Self‐Assembled Fluorophore‐Based Probe for Efficient Detection of Endogenous Nitroreductase Activity in Escherichia Coli

Abstract

AbstractFluorescent probes are functional molecules whose fluorescent properties are transformed as a response to specific stimuli. Understanding the mechanisms of these transformations is essential for the design of these stimuli‐responsive fluorescent probes. A rational design strategy has been developed to construct stimuli‐responsive supramolecular cluster fluorescent probes. They operate by a new mechanism called self‐assembly induced lactone formation (SAILac) to control the fluorescence properties of SNARF, an asymmetric xanthene fluorophore. Here, to expand SAILac applicability, the structure‐activity relationship of the fluorophore scaffold is studied.
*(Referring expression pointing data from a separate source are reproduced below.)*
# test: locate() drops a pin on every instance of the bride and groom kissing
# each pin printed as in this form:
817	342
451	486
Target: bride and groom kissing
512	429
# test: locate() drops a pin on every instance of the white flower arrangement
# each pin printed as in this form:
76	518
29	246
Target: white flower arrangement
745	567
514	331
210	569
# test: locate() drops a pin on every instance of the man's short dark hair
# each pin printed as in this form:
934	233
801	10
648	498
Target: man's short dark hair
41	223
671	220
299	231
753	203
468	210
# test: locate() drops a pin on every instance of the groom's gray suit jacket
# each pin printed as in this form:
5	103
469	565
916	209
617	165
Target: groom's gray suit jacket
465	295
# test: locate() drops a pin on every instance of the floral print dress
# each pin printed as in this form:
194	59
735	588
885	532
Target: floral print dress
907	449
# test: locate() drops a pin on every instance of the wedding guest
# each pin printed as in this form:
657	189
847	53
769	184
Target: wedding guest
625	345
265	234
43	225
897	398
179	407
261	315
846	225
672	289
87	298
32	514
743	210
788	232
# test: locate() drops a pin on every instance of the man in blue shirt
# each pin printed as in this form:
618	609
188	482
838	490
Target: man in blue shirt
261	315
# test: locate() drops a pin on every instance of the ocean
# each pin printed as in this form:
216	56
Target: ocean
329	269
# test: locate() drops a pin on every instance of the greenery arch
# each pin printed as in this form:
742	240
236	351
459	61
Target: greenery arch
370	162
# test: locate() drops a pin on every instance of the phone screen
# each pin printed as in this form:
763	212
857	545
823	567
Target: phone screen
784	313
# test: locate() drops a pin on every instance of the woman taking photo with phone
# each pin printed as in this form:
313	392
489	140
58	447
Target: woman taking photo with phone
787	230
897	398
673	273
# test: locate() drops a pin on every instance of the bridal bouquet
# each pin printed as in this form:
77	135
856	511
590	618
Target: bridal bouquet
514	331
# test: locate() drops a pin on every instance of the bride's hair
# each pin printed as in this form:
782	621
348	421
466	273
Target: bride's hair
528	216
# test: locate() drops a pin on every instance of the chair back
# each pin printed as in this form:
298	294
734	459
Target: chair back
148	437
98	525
SNARF‐OBn(pNO2), designed as nitroreductase‐reactive fluorescent probe based on the SAILac mechanism, is selected as the initial structure. As the result of the structure‐activity relationship studies, a new nitroreductase‐reactive fluorescent probe, Rhodol‐OBn(pNO2), is created, having a superior signal‐to‐noise (S/N) ratio with higher reactivity toward nitroreductase than the original probe. By using Rhodol‐OBn (pNO2), the activity of endogenous nitroreductase in Escherichia coli is successfully detected.